Iowa may be the next state to allow gay marriages. This comes on Tuesday, December 9th, after arguments ended before the Iowa Supreme Court. Varnum vs. Brien involves six same-sex Iowa couples who sued Polk County Recorder and Registrar Timothy Brien in 2005, after his office denied them marriage licenses.
The case stems from an August 2007 decision by Polk County District Court Judge Robert Hanson, who ruled that the state law allowing marriage only between a man and a woman violates the rights of due process and equal protection.
After the ruling, almost two dozen people applied for marriage licenses in Polk County, but only one couple successfully got married before Hanson stayed his decision the next day.
“We are suggesting that everybody be able to participate equally in an institution that has existed since the beginning of this state,” said former Iowa Solicitor General Dennis Johnson. He added, “my clients have exactly the same constitutional rights as everybody else, (but) they choose to marry someone of the same sex.”
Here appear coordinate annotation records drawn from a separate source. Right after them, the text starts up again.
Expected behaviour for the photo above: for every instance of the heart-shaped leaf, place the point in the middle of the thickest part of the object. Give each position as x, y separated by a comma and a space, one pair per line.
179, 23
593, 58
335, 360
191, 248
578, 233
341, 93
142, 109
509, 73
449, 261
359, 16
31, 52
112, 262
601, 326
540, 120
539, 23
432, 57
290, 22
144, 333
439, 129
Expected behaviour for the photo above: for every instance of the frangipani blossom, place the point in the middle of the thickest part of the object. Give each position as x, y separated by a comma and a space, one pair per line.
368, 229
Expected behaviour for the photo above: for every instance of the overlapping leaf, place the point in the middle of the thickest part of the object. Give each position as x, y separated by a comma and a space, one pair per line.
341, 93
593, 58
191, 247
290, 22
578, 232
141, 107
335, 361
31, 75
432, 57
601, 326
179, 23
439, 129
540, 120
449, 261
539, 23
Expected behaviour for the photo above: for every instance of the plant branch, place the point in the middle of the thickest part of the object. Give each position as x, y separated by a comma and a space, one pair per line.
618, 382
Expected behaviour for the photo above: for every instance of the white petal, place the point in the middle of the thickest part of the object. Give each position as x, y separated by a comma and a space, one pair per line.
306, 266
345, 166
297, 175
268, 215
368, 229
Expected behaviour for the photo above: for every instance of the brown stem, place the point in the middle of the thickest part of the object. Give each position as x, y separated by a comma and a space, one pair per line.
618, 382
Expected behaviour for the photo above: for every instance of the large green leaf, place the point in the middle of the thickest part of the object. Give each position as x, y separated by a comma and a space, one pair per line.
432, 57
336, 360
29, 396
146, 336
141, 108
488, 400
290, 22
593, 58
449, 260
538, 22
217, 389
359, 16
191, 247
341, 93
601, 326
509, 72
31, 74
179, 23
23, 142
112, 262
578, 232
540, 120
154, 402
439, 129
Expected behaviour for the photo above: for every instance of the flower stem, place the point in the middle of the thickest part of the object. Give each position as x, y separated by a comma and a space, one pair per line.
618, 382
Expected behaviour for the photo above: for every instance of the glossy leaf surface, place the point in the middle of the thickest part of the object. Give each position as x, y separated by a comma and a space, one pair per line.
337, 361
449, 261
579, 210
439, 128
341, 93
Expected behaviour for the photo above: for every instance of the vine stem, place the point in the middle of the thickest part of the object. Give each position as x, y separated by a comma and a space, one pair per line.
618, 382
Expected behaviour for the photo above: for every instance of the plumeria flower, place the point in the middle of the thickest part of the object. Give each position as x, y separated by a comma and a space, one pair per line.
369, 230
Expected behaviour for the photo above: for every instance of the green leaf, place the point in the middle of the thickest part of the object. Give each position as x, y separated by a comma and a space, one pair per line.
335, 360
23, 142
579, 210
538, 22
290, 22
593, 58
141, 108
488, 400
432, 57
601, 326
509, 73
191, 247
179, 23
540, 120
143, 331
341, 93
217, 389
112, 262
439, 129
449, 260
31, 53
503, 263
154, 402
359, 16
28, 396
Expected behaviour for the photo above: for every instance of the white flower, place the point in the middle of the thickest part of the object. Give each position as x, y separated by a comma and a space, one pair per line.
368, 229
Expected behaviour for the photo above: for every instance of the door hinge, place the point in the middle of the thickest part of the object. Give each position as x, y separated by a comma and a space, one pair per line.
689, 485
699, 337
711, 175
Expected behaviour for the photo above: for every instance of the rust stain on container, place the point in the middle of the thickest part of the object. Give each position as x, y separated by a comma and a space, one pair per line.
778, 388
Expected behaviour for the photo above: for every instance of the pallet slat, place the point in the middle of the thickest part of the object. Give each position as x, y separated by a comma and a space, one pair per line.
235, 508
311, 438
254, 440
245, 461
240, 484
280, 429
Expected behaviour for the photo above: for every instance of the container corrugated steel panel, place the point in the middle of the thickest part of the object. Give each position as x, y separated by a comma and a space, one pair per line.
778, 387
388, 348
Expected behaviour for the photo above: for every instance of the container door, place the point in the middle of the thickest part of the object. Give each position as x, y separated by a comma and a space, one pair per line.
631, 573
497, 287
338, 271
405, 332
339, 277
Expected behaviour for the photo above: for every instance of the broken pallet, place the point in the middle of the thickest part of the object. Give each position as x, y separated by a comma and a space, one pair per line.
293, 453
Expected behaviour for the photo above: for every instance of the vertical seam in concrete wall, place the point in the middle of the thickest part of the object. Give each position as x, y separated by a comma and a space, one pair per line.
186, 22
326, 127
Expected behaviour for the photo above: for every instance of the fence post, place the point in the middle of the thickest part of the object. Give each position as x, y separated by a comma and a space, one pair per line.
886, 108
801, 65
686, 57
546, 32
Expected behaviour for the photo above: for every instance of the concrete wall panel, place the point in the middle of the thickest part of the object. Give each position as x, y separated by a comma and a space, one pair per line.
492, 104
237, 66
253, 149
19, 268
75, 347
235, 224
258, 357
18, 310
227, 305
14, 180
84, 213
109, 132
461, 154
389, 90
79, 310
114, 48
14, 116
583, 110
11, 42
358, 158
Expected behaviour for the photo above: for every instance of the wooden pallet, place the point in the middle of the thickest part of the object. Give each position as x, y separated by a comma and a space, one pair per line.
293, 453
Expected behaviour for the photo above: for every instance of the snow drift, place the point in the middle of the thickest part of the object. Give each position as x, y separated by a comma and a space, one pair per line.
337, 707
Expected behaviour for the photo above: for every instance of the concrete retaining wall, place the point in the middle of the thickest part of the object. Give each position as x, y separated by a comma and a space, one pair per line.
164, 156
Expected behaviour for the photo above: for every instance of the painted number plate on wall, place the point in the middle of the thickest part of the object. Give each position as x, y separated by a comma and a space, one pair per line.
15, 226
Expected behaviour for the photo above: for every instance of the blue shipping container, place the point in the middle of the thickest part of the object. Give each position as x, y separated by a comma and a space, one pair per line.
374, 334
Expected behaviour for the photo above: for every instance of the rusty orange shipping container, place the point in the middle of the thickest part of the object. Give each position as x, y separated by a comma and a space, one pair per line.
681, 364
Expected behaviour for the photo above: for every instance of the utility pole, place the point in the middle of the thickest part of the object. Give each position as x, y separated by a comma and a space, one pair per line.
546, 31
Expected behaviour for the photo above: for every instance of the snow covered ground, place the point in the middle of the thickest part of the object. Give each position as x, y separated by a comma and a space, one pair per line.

Iowa is the most recent state to nab the national spotlight over the issue of gay marriage. In November, California notably passed Proposition 8, a gay marriage ban, that prompted nation wide protests. On October 10th, the Connecticut Supreme Court ruled that ruled that were discriminatory and the state must allow same-sex marriage under the equal protection clause of its constitution. Thirty states have laws banning gay marriage.